According to a 1995 study by the State of Nevada, over 8,000 train casks and another 6,000+ truck casks would crisscross Utah’s rails and roads, bound for the Yucca Mountain dump. Dr. Marvin Resnikoff of Radioactive Waste Management Associates in New York City, who has testified on behalf of the State of Utah against the proposed Skull Valley Goshutes dump site, has calculated that each train cask will hold up to 240 times the long-lived radioactivity released by the Hiroshima atomic bomb, and each truck cask up to 40 times Hiroshima. Doing the math, that’s over 2 MILLION Hiroshima’s worth of long-lived radioactivity rolling through Utah. Hosting 14,352 of the projected 15,638 shipments bound for Nevada, Utah would thus see over 90% of the nation’s high-level nuclear waste roll across the State. To see the projected routes through Utah, visit the State of Nevada’s web site at http://www.state.nv.us/nucwaste/states/utah.htm
“The DOE’s own studies have shown how inherently dangerous nuclear waste shipments are to the communities through which they pass,” said Kevin Kamps of NIRS, a national watchdog group. “A 1986 DOE environmental assessment found that the release of even a small fraction of the deadly cargo within just one of these casks could contaminate a 42 square mile area, requiring $620 million and 15 months to clean up. A similar release in an urban setting such as Salt Lake City would be much more costly and take much longer to clean up. The 1986 Chernobyl nuclear catastrophe reveals the futility and bottomless costs of trying to clean up radioactivity once it escapes into the environment. That’s why we call these shipments ‘Mobile Chernobyls’,” Kamps added.

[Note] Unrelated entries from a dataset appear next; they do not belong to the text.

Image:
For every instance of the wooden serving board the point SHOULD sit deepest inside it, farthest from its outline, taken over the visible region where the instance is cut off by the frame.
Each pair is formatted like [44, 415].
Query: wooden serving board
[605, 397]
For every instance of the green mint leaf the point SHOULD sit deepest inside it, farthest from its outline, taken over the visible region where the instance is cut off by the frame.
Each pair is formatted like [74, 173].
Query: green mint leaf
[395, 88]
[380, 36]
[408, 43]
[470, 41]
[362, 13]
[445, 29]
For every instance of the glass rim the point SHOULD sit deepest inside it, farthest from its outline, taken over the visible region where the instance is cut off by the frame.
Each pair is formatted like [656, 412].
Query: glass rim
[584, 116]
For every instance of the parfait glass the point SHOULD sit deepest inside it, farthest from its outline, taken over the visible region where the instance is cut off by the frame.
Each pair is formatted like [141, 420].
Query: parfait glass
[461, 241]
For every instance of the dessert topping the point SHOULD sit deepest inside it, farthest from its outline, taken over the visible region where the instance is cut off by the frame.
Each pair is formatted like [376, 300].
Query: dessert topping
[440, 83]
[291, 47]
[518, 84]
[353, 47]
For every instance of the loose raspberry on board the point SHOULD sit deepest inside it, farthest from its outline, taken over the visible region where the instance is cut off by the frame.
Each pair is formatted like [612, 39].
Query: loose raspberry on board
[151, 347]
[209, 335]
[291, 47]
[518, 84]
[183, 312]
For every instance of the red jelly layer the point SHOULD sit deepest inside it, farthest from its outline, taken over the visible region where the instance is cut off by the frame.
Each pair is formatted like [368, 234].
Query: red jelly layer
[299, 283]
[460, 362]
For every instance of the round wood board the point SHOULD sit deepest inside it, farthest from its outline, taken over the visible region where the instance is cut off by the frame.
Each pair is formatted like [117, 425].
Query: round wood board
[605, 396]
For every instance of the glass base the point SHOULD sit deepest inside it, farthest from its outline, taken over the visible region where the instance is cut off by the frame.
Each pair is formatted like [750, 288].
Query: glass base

“As the recent Japanese nuclear disaster showed, emergency responders would be on the front line in the event of an accident, and are woefully unprepared and unprotected. Japanese ambulance crews, attempting to rescue fatally injured workers, were themselves seriously contaminated,” said Kamps.
“In addition to accidents, there is the specter of terrorist attack against these shipments,” Kamps said. “Unfortunately, terrorists could target these shipments to try to cause an environmental catastrophe, and the DOE has not adequately addressed this grave concern,” he added.
“Given all this, it’s little wonder that a couple of years ago a New Mexico jury ruled that property owners had suffered decreased property values when the highway next to their land was designated a nuclear waste transport route,” said Kamps.